Happy Thanksgiving to you (and your mom). You know that she loves you and that is very very good.
That must be hard on you all these years with your mothers attitude. It brings me down when I am around negative people. I know it is from their upbringing or from just their own personality but I don't want to live that way. And with your grandma the same way, I can see how she could influence your mom too.
I got lucky in the mom category and have a real positive and uplifting mom. But, I have noticed some changes as she's gotten older...what gets me about her is the constant worrying about things. It bugs me. But, overall I am very lucky. I've seen friends mom's or your story spider and I feel sad. Sad for you and sad for a friend of mine as they try to stay postive but all the while the other person bringing them down with the negative all the time. Unfortunately, they don't change usually and as they get older it seems to get worse.
Is that a pic of your grandfather? Good looking fellow there.

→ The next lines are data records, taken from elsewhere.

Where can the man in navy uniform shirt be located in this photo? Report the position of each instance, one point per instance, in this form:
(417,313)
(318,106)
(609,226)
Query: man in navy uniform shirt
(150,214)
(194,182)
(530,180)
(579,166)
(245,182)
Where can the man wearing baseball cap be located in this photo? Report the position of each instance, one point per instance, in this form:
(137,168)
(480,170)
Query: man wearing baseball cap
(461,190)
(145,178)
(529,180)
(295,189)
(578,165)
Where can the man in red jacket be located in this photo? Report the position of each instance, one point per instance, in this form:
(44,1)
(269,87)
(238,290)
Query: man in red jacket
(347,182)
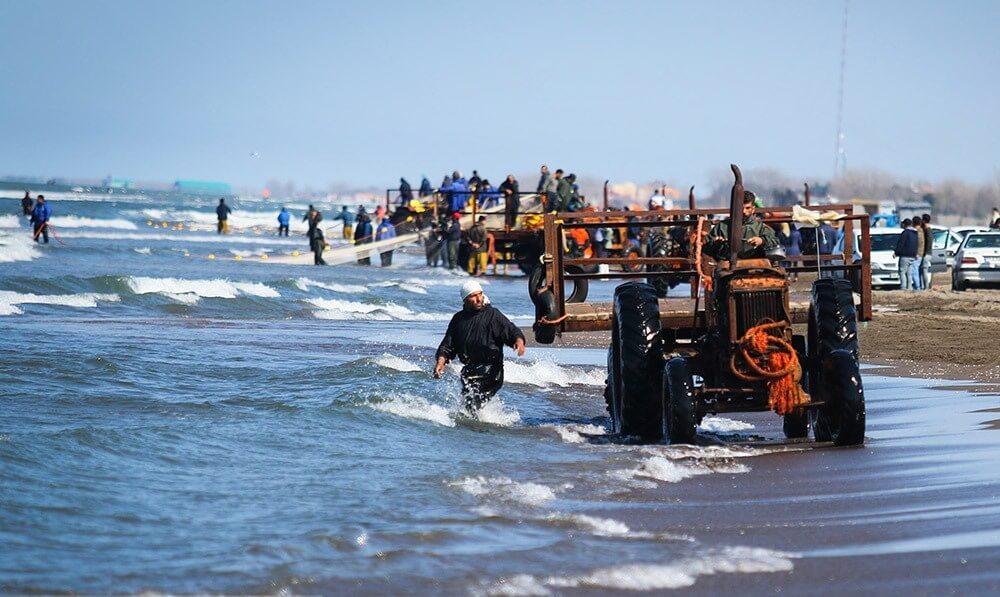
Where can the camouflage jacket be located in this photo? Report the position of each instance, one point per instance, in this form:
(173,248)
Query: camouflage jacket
(752,226)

I hope you have a great Thanksgiving Spider/Al and yes, thanks to God for everything we do have!
Family dynamics can be tough and they can contain the answers to why we overeat.
I think people who are uprooted from their country of origin whether by choice or force, suffer a great deal and often live with a large amount of displacement and alienation which can manifest in horrible ways.
I empathise with you as you grapple with the realities of your family of origin and I am really happy that you have created a more openly loving, happier model of a family for yourself. You've done your grandfather proud.
Your mothers behaviour os one of great selfishness.[as was her mothers] I have to say that i would not tolerate that from my mother, and it would be selfish of me to do so with kids in the house.
It would just teach them that it's ok to display such self centeredness, at any cost or excuse.
If my mum did that, i'd have to threaten to send her to a home for the last few months of the year if she didn't pull her head in and stop stuffing up everyone elses holidays!
I'm really annoyed at your mum now! lol
Come spend an awesomely fun Christmas with us, and leave Mum to her own misery!
And yea i saw that video, but it was ages ago and i don't remember most of it.
...Seriously, Christmas at our place!
Thank you Cactus! I will be there in spirit if not in person!!!
I appreciate your thoughts. Mom has been through a lot, and as Nona pointed out, the folks who go through some major upheaval in their lives end up with some emotional baggage. The photo is of my grandfather back in the 1920s. He was born in 1905 and passed away in 1974. He was a very cool guy and a great grandfather. He had a lot of energy and worked hard and always found time for the family and to take me out to the park and walking around New York City.